Jack watched after the kid as he raced from the room back toward where he had made his bedroom. Carter shot him a look and he looked down at the floor for a moment, regretting his shouting at the kid. Daniel and Teal'c tried to look away.
"Figure that thing out," Jack said quietly to Carter as he followed after the kid.
Loran had holed up in his room just as Jack had assumed. He rounded the corner and watched as the kid sat slumped over, eyes fixated on the view screen of his alien camera. Jack slowly moved into the room. "Hey," he said softly. Loran's eyes drifted from the screen but he didn't look over. "I'm sorry."
He sat down on the edge of the bed near the kid and tried to find a way to bridge the gap. "Nice picture," he finally offered. "Your parents?"
When Loran finally turned to look at him, his eyes were glassed over with unshed tears. "I- I killed them," he said, voice heavy.
"You?" Jack asked. "I find that-" He didn't finish, instead taking a breath. "What happened?"

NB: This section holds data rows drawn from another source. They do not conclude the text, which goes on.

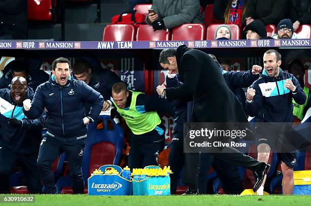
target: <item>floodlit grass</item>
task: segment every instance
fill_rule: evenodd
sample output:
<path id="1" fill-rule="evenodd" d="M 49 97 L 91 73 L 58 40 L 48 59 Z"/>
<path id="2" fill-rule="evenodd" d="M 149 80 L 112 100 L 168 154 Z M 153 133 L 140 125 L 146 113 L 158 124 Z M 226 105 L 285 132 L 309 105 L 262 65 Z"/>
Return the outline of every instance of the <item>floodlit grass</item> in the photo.
<path id="1" fill-rule="evenodd" d="M 35 203 L 1 203 L 8 205 L 291 205 L 311 204 L 311 196 L 305 195 L 172 195 L 172 196 L 88 196 L 87 195 L 38 195 Z"/>

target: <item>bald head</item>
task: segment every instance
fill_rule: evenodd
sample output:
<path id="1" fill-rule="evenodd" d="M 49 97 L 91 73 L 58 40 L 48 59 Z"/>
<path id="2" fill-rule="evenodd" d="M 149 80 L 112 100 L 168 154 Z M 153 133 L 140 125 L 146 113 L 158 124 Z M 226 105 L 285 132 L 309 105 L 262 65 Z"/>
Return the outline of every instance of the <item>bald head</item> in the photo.
<path id="1" fill-rule="evenodd" d="M 25 99 L 27 90 L 27 81 L 22 77 L 15 77 L 11 82 L 11 98 L 16 104 L 21 104 Z"/>
<path id="2" fill-rule="evenodd" d="M 12 79 L 11 84 L 13 85 L 15 82 L 17 83 L 17 82 L 24 85 L 25 86 L 27 86 L 27 81 L 22 77 L 14 77 Z"/>

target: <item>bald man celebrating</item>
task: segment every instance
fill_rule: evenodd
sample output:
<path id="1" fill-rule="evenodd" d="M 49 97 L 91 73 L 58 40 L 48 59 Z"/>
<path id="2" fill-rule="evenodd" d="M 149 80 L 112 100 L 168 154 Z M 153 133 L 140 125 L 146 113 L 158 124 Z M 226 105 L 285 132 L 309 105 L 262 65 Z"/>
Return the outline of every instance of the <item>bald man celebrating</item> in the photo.
<path id="1" fill-rule="evenodd" d="M 34 94 L 21 77 L 12 79 L 10 89 L 0 89 L 0 193 L 10 193 L 9 176 L 19 162 L 28 190 L 30 193 L 42 192 L 37 158 L 44 118 L 41 115 L 31 120 L 22 111 L 23 101 L 32 99 Z"/>

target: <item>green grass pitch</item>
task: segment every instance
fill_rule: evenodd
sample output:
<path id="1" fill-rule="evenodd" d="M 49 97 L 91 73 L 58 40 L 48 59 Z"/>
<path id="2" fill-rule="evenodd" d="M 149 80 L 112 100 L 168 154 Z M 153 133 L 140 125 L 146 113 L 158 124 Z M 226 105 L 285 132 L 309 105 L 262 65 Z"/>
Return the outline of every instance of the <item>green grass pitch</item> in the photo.
<path id="1" fill-rule="evenodd" d="M 36 195 L 35 203 L 0 203 L 0 206 L 30 205 L 311 205 L 311 195 L 172 195 L 89 196 L 87 195 Z"/>

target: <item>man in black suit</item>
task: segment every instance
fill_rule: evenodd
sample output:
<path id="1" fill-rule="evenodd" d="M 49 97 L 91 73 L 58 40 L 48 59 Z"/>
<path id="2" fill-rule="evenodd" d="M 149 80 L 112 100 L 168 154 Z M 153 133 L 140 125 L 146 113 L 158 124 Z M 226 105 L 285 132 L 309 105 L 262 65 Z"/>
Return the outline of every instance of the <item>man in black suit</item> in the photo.
<path id="1" fill-rule="evenodd" d="M 177 49 L 165 49 L 160 54 L 162 67 L 170 73 L 178 72 L 183 84 L 176 88 L 166 88 L 159 85 L 157 91 L 169 101 L 193 97 L 192 116 L 194 122 L 247 122 L 247 118 L 238 100 L 227 85 L 219 66 L 207 54 L 181 45 Z M 227 153 L 230 153 L 228 155 Z M 224 147 L 221 152 L 212 155 L 232 164 L 241 166 L 254 171 L 256 191 L 263 181 L 269 165 L 245 155 L 231 147 Z M 197 182 L 199 154 L 188 153 L 183 182 Z M 187 157 L 188 156 L 188 157 Z M 187 162 L 189 164 L 187 164 Z M 195 175 L 193 175 L 193 173 Z M 191 174 L 191 175 L 190 175 Z M 190 185 L 189 193 L 197 192 L 197 185 Z M 192 188 L 191 188 L 192 187 Z"/>

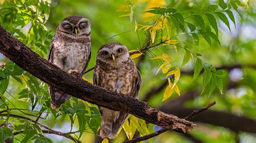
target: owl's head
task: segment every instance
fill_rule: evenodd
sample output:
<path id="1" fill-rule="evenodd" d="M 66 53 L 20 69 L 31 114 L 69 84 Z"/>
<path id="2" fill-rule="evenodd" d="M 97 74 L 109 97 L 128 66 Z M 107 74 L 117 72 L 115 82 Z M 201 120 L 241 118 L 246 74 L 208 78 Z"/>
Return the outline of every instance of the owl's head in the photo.
<path id="1" fill-rule="evenodd" d="M 72 16 L 65 18 L 58 26 L 57 32 L 68 36 L 89 35 L 91 33 L 89 20 L 81 16 Z"/>
<path id="2" fill-rule="evenodd" d="M 130 58 L 129 51 L 125 46 L 111 42 L 102 46 L 98 51 L 97 59 L 107 63 L 121 63 Z"/>

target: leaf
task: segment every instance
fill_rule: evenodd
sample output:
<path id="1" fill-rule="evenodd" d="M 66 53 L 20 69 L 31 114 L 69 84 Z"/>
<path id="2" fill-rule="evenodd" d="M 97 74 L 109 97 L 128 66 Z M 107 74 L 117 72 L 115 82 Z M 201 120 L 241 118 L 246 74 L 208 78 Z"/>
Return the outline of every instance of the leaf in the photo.
<path id="1" fill-rule="evenodd" d="M 186 53 L 185 53 L 184 56 L 183 57 L 183 61 L 182 61 L 181 67 L 183 67 L 185 65 L 186 65 L 188 61 L 191 58 L 191 54 L 188 51 L 186 50 Z"/>
<path id="2" fill-rule="evenodd" d="M 218 69 L 216 72 L 215 73 L 215 75 L 216 76 L 220 76 L 224 74 L 225 70 L 223 69 Z"/>
<path id="3" fill-rule="evenodd" d="M 221 21 L 223 21 L 225 23 L 225 24 L 227 25 L 227 27 L 230 30 L 230 31 L 231 31 L 230 27 L 230 22 L 228 22 L 228 19 L 227 19 L 227 18 L 226 15 L 220 12 L 218 12 L 215 13 L 217 14 L 220 20 L 221 20 Z"/>
<path id="4" fill-rule="evenodd" d="M 223 83 L 222 81 L 222 78 L 220 77 L 216 76 L 216 85 L 217 85 L 217 87 L 219 89 L 220 94 L 223 94 Z"/>
<path id="5" fill-rule="evenodd" d="M 17 82 L 19 82 L 22 85 L 23 85 L 23 83 L 22 83 L 22 81 L 21 80 L 21 78 L 19 78 L 19 77 L 16 77 L 14 75 L 12 75 L 11 76 L 12 77 L 14 77 L 14 78 L 16 80 Z"/>
<path id="6" fill-rule="evenodd" d="M 194 19 L 196 22 L 197 23 L 197 24 L 198 24 L 198 25 L 201 28 L 204 29 L 205 27 L 205 24 L 204 21 L 204 19 L 203 19 L 203 18 L 198 15 L 193 15 L 193 17 L 194 17 Z"/>
<path id="7" fill-rule="evenodd" d="M 206 41 L 206 42 L 210 45 L 210 46 L 212 46 L 212 42 L 211 41 L 211 38 L 210 35 L 206 33 L 202 33 L 203 37 Z"/>
<path id="8" fill-rule="evenodd" d="M 131 116 L 129 119 L 127 120 L 123 125 L 123 128 L 129 140 L 132 139 L 133 137 L 133 135 L 136 131 L 136 123 L 137 122 L 138 118 L 134 116 Z"/>
<path id="9" fill-rule="evenodd" d="M 164 97 L 163 98 L 162 101 L 164 101 L 166 99 L 168 99 L 173 93 L 173 88 L 171 89 L 171 87 L 168 85 L 164 90 Z"/>
<path id="10" fill-rule="evenodd" d="M 104 139 L 102 141 L 102 143 L 109 143 L 109 140 L 108 139 Z"/>
<path id="11" fill-rule="evenodd" d="M 166 74 L 169 69 L 172 67 L 171 64 L 168 64 L 162 69 L 162 72 L 164 74 Z"/>
<path id="12" fill-rule="evenodd" d="M 179 68 L 178 67 L 175 68 L 175 73 L 174 73 L 174 82 L 173 83 L 173 85 L 172 85 L 172 89 L 174 88 L 176 84 L 178 83 L 179 81 L 179 77 L 180 77 L 180 70 Z"/>
<path id="13" fill-rule="evenodd" d="M 131 23 L 132 22 L 133 19 L 133 9 L 132 9 L 132 6 L 131 6 L 131 13 L 130 13 L 130 21 Z"/>
<path id="14" fill-rule="evenodd" d="M 211 80 L 211 77 L 212 73 L 211 71 L 207 67 L 205 67 L 205 71 L 204 74 L 203 74 L 203 89 L 200 95 L 202 95 L 203 92 L 204 92 L 205 87 Z"/>
<path id="15" fill-rule="evenodd" d="M 161 69 L 162 69 L 164 66 L 166 66 L 169 63 L 169 62 L 164 62 L 164 63 L 163 63 L 161 66 L 160 66 L 160 67 L 157 69 L 157 73 L 156 73 L 156 75 L 157 75 L 157 73 L 158 73 L 158 72 L 160 71 Z"/>
<path id="16" fill-rule="evenodd" d="M 219 5 L 221 8 L 223 10 L 226 9 L 227 8 L 227 5 L 226 3 L 224 2 L 224 0 L 219 0 Z"/>
<path id="17" fill-rule="evenodd" d="M 85 128 L 85 125 L 86 124 L 86 120 L 85 119 L 85 115 L 83 113 L 78 113 L 77 119 L 78 119 L 78 124 L 79 124 L 79 135 L 78 137 L 78 139 L 81 138 L 83 133 L 84 132 L 84 130 Z"/>
<path id="18" fill-rule="evenodd" d="M 221 46 L 221 45 L 220 45 L 220 42 L 219 40 L 219 38 L 218 38 L 218 36 L 216 35 L 214 33 L 211 31 L 209 33 L 208 33 L 208 34 L 211 37 L 211 38 L 212 38 L 212 39 L 218 42 L 218 44 L 219 44 L 220 46 Z"/>
<path id="19" fill-rule="evenodd" d="M 131 50 L 129 51 L 129 53 L 131 53 L 132 52 L 140 52 L 140 51 L 138 50 Z M 140 52 L 138 53 L 133 54 L 130 56 L 130 58 L 131 59 L 133 59 L 141 56 L 142 54 L 144 54 Z"/>
<path id="20" fill-rule="evenodd" d="M 180 95 L 180 91 L 179 91 L 179 89 L 178 88 L 177 85 L 174 86 L 174 90 L 178 95 Z"/>
<path id="21" fill-rule="evenodd" d="M 215 18 L 214 16 L 210 13 L 204 13 L 206 16 L 208 20 L 209 21 L 211 25 L 212 25 L 212 27 L 215 31 L 215 33 L 216 35 L 218 35 L 218 25 L 217 22 L 216 22 L 216 19 Z"/>
<path id="22" fill-rule="evenodd" d="M 0 76 L 0 81 L 3 80 L 6 78 L 6 77 Z"/>
<path id="23" fill-rule="evenodd" d="M 198 45 L 199 44 L 199 37 L 197 33 L 191 33 L 191 34 L 193 36 L 193 39 L 194 39 L 196 44 L 198 46 Z"/>
<path id="24" fill-rule="evenodd" d="M 216 76 L 214 74 L 212 74 L 212 78 L 210 82 L 210 90 L 209 94 L 208 96 L 210 96 L 216 87 Z"/>
<path id="25" fill-rule="evenodd" d="M 136 32 L 138 29 L 138 24 L 137 23 L 136 20 L 134 19 L 134 32 Z"/>
<path id="26" fill-rule="evenodd" d="M 193 32 L 196 30 L 196 26 L 193 24 L 191 24 L 190 23 L 186 23 L 187 24 L 187 26 L 190 30 L 190 32 Z"/>
<path id="27" fill-rule="evenodd" d="M 168 73 L 168 74 L 165 76 L 165 77 L 167 77 L 171 75 L 174 75 L 175 74 L 175 72 L 176 72 L 175 70 L 172 70 Z"/>
<path id="28" fill-rule="evenodd" d="M 130 13 L 127 13 L 127 14 L 125 14 L 125 15 L 121 15 L 121 16 L 119 16 L 119 17 L 130 16 Z"/>
<path id="29" fill-rule="evenodd" d="M 235 19 L 234 19 L 234 15 L 233 15 L 233 12 L 230 10 L 226 10 L 225 11 L 225 12 L 226 12 L 226 13 L 227 13 L 227 14 L 228 16 L 228 17 L 230 17 L 230 19 L 231 19 L 231 20 L 234 23 L 235 27 L 236 28 L 235 20 Z"/>
<path id="30" fill-rule="evenodd" d="M 194 80 L 199 75 L 203 68 L 202 60 L 200 59 L 197 59 L 194 68 L 194 75 L 193 76 L 193 80 Z"/>

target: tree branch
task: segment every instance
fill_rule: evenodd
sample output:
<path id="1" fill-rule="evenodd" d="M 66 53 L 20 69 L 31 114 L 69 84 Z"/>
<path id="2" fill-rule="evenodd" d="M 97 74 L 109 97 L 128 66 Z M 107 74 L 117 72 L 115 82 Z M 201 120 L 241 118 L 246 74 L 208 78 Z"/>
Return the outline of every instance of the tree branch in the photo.
<path id="1" fill-rule="evenodd" d="M 209 108 L 213 106 L 216 104 L 216 102 L 214 101 L 212 103 L 211 103 L 210 104 L 208 104 L 207 106 L 204 107 L 203 108 L 198 110 L 194 110 L 191 113 L 190 113 L 188 116 L 186 117 L 184 119 L 186 120 L 190 120 L 192 118 L 194 118 L 196 116 L 200 114 L 202 112 L 204 112 L 205 110 L 207 110 Z M 161 129 L 158 131 L 157 131 L 156 132 L 152 133 L 151 134 L 146 135 L 145 136 L 140 137 L 136 139 L 134 139 L 132 140 L 127 140 L 126 141 L 124 141 L 124 142 L 125 143 L 128 143 L 128 142 L 139 142 L 139 141 L 142 141 L 146 140 L 148 140 L 150 138 L 152 138 L 153 137 L 154 137 L 156 136 L 157 136 L 161 133 L 163 133 L 166 131 L 169 131 L 169 130 L 166 129 L 166 128 L 163 128 Z"/>
<path id="2" fill-rule="evenodd" d="M 0 52 L 42 81 L 77 98 L 132 114 L 168 130 L 186 132 L 196 125 L 125 95 L 106 90 L 68 74 L 40 57 L 0 26 Z"/>

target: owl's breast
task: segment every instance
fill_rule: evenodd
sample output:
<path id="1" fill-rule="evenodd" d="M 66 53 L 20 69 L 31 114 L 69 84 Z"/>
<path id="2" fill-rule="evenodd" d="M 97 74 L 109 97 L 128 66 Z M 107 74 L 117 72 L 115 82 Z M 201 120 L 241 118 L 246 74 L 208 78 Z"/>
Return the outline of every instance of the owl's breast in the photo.
<path id="1" fill-rule="evenodd" d="M 70 69 L 77 69 L 79 73 L 82 73 L 87 62 L 90 47 L 78 42 L 63 45 L 62 47 L 64 48 L 58 47 L 58 50 L 62 53 L 59 58 L 63 60 L 63 70 L 68 72 Z"/>

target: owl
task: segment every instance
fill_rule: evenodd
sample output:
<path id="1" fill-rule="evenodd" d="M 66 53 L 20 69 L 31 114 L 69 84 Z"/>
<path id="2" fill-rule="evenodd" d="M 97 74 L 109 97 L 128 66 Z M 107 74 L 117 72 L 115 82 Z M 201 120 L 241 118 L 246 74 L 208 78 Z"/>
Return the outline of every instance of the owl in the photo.
<path id="1" fill-rule="evenodd" d="M 50 47 L 48 61 L 64 71 L 81 77 L 91 58 L 90 22 L 81 16 L 64 18 L 59 24 Z M 70 95 L 49 85 L 51 106 L 58 108 Z"/>
<path id="2" fill-rule="evenodd" d="M 93 74 L 94 84 L 138 99 L 141 83 L 139 72 L 126 47 L 112 42 L 99 48 Z M 129 115 L 100 106 L 99 110 L 102 117 L 100 137 L 112 139 Z"/>

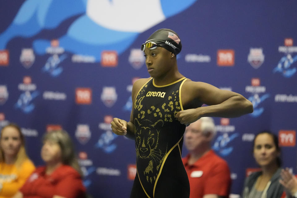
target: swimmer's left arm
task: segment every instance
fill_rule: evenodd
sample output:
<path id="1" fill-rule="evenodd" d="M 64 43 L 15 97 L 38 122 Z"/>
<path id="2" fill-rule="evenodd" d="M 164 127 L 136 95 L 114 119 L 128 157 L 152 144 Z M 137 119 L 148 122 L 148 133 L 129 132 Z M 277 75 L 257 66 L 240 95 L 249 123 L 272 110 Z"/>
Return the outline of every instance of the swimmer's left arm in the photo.
<path id="1" fill-rule="evenodd" d="M 235 118 L 253 111 L 252 103 L 242 95 L 205 83 L 186 81 L 181 94 L 183 104 L 195 100 L 209 105 L 179 111 L 175 118 L 183 124 L 190 124 L 202 117 Z"/>

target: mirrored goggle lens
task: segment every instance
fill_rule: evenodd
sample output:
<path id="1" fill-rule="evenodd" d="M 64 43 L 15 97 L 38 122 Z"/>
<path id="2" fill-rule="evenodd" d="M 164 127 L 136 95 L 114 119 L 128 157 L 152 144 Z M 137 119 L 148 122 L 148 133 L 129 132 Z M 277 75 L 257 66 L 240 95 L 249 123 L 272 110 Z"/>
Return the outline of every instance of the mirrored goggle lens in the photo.
<path id="1" fill-rule="evenodd" d="M 148 49 L 153 50 L 157 48 L 157 44 L 153 42 L 148 42 L 147 43 L 144 43 L 141 45 L 141 51 L 144 51 L 144 48 L 146 47 Z"/>

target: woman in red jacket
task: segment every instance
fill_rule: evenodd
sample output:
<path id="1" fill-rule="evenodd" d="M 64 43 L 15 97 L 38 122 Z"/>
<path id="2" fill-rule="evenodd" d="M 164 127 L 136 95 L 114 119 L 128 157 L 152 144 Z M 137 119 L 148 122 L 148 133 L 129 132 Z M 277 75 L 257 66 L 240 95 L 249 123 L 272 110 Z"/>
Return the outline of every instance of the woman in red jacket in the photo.
<path id="1" fill-rule="evenodd" d="M 13 198 L 85 197 L 80 169 L 66 132 L 47 133 L 43 138 L 41 156 L 45 166 L 37 168 Z"/>

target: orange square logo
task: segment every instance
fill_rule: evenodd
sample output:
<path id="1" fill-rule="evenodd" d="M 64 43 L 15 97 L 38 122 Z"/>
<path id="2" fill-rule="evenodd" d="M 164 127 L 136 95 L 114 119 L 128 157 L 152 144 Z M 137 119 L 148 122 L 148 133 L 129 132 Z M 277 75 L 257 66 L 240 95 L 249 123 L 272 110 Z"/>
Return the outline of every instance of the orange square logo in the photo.
<path id="1" fill-rule="evenodd" d="M 9 52 L 7 50 L 0 50 L 0 66 L 7 66 L 9 63 Z"/>
<path id="2" fill-rule="evenodd" d="M 50 46 L 54 47 L 58 47 L 60 42 L 58 39 L 53 39 L 50 41 Z"/>
<path id="3" fill-rule="evenodd" d="M 292 46 L 293 45 L 293 39 L 291 38 L 286 38 L 285 39 L 285 46 Z"/>
<path id="4" fill-rule="evenodd" d="M 77 88 L 75 90 L 76 104 L 90 105 L 92 103 L 92 90 L 89 88 Z"/>
<path id="5" fill-rule="evenodd" d="M 128 164 L 128 179 L 129 180 L 134 180 L 136 173 L 136 165 L 135 164 Z"/>
<path id="6" fill-rule="evenodd" d="M 246 177 L 248 177 L 251 174 L 254 172 L 260 171 L 261 168 L 248 168 L 245 170 Z"/>
<path id="7" fill-rule="evenodd" d="M 30 76 L 24 76 L 23 79 L 23 82 L 24 84 L 31 84 L 31 83 L 32 82 L 32 79 L 31 78 L 31 77 Z"/>
<path id="8" fill-rule="evenodd" d="M 295 146 L 296 131 L 293 130 L 280 130 L 278 131 L 278 144 L 280 146 Z"/>
<path id="9" fill-rule="evenodd" d="M 227 126 L 230 124 L 230 119 L 226 118 L 221 118 L 221 125 Z"/>
<path id="10" fill-rule="evenodd" d="M 104 123 L 107 124 L 110 124 L 114 119 L 114 117 L 111 115 L 108 115 L 104 116 Z"/>
<path id="11" fill-rule="evenodd" d="M 258 78 L 253 78 L 252 79 L 251 84 L 252 86 L 260 86 L 260 79 Z"/>
<path id="12" fill-rule="evenodd" d="M 46 125 L 46 131 L 49 132 L 52 131 L 56 131 L 62 129 L 62 127 L 60 125 L 48 124 Z"/>
<path id="13" fill-rule="evenodd" d="M 118 65 L 118 53 L 115 51 L 104 51 L 101 53 L 101 65 L 114 67 Z"/>
<path id="14" fill-rule="evenodd" d="M 5 115 L 3 113 L 0 113 L 0 121 L 5 119 Z"/>
<path id="15" fill-rule="evenodd" d="M 78 157 L 82 160 L 86 160 L 88 159 L 88 154 L 85 152 L 80 152 L 78 153 Z"/>
<path id="16" fill-rule="evenodd" d="M 234 65 L 234 50 L 217 50 L 217 64 L 219 66 L 233 66 Z"/>

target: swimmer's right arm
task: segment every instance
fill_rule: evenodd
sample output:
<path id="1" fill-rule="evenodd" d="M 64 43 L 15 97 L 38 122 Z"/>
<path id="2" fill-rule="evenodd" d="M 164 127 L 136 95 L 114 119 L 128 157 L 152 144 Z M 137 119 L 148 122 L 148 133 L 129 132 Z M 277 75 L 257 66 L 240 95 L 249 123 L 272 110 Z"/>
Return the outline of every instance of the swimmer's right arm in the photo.
<path id="1" fill-rule="evenodd" d="M 117 118 L 115 118 L 110 123 L 112 131 L 117 135 L 126 136 L 126 137 L 134 140 L 135 127 L 134 125 L 133 112 L 136 97 L 140 88 L 150 78 L 142 78 L 137 80 L 133 84 L 132 88 L 132 109 L 130 115 L 130 120 L 127 122 Z"/>

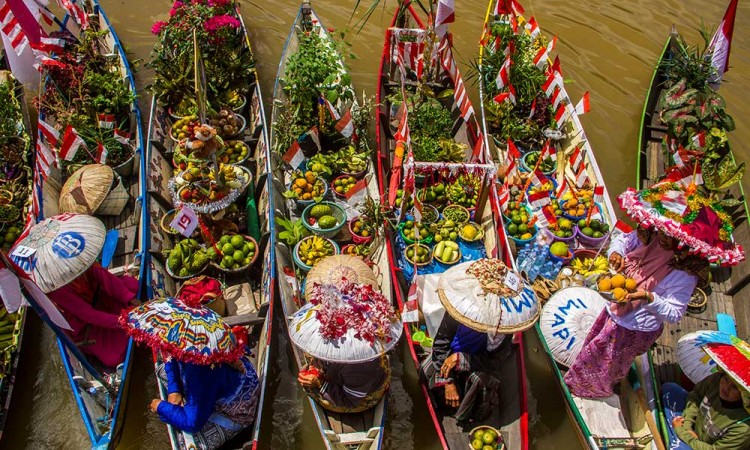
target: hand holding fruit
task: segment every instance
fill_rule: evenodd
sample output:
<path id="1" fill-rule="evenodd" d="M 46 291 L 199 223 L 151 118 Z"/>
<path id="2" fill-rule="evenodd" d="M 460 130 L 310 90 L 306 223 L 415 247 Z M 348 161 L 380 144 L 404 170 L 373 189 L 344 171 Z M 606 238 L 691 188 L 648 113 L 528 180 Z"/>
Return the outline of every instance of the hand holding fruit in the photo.
<path id="1" fill-rule="evenodd" d="M 619 272 L 625 265 L 625 261 L 622 259 L 622 255 L 617 252 L 612 252 L 609 255 L 609 266 L 615 271 Z"/>

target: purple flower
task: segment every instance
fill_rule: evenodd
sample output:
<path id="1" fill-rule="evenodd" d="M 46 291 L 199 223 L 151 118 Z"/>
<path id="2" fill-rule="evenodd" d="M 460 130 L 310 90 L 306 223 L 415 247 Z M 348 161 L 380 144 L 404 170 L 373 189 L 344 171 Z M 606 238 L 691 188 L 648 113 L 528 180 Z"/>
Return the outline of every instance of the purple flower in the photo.
<path id="1" fill-rule="evenodd" d="M 224 27 L 239 28 L 239 26 L 239 20 L 230 15 L 222 14 L 220 16 L 213 16 L 212 18 L 208 19 L 204 25 L 204 28 L 208 33 L 213 34 Z"/>
<path id="2" fill-rule="evenodd" d="M 154 26 L 151 27 L 151 32 L 154 33 L 154 34 L 159 34 L 159 33 L 161 33 L 161 30 L 163 30 L 164 27 L 166 27 L 166 26 L 167 26 L 167 22 L 165 22 L 163 20 L 157 20 L 154 23 Z"/>

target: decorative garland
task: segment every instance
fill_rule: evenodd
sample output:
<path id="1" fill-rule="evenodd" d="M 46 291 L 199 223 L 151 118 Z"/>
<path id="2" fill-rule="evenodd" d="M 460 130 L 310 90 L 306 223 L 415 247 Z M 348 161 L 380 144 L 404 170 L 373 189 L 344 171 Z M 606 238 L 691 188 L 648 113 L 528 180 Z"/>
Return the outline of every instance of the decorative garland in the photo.
<path id="1" fill-rule="evenodd" d="M 308 300 L 315 305 L 320 335 L 336 340 L 349 329 L 355 337 L 374 343 L 390 342 L 391 323 L 396 320 L 393 306 L 372 286 L 343 279 L 339 285 L 313 283 Z"/>
<path id="2" fill-rule="evenodd" d="M 683 191 L 687 194 L 687 210 L 688 213 L 684 216 L 680 216 L 672 211 L 668 211 L 661 203 L 662 196 L 668 191 Z M 690 224 L 695 221 L 698 217 L 698 213 L 703 207 L 710 208 L 716 216 L 721 220 L 721 230 L 719 230 L 719 238 L 724 242 L 730 242 L 732 240 L 732 232 L 734 231 L 734 225 L 732 224 L 732 218 L 729 214 L 724 211 L 724 208 L 720 203 L 711 200 L 710 198 L 702 195 L 685 190 L 682 185 L 678 183 L 659 183 L 654 185 L 652 189 L 644 189 L 641 191 L 640 197 L 643 201 L 650 203 L 654 209 L 659 211 L 659 214 L 669 217 L 677 223 Z"/>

"We found this place." Jack had to strain to hear his words and he watched as tears started to well out of the kid's eyes and onto his cheeks. "All that they would do is stare at that light. All day. The light didn't affect me. My father said it was because I was too young. But they didn't let me in the light room anyway. I told them to stop," he insisted, finally looking up at Jack's face. "Every day. But they'd just tell me to bring them things."
"Okay." Jack tried to make his voice sound forgiving, but he wasn't even sure if that was what the kid wanted or if he even succeeded in adjusting his tone of voice. "So you did that. And?"
For a kid so full of regret and pain and loneliness, his voice was thin. "And one day I stopped."
Jack didn't interrupt, even when the kid took a long pause. "It was days before their hunger was stronger than the light. Then they came out looking for me. Looking for food. And I snuck into the light room and… and I turned it off. Not just the light. Everything. I didn't know that it would hurt them. I just wanted to go home."
"Hey, it's not your fault," Jack assured him.
Loran burst into tears and Jack was reminded that despite looking at a kid about to enter his teens, inside he was still just a little boy who wanted his parents. "They died because of me. They were screaming. They ran outside. They didn't make any sense! They just wanted the light turned back on. So I did. I turned it back on. But they were already in the water, so far away. And they just kept on going." He wiped at his tears. "They just kept on going and screaming and I'd turned it back on! But they just kept on going. And then they were gone. The next day I found them on the shore."
Jack leaned in slightly. "Loran, you were trying to help them. You were trying to free them from something. It wasn't your fault."
Loran's head lowered and he took in a ragged breath. "I miss them," he whined.
Jack nodded and reached a hand up to ruffle the kid's hair. "Yeah," he said quietly, his heart breaking for the kid's loss.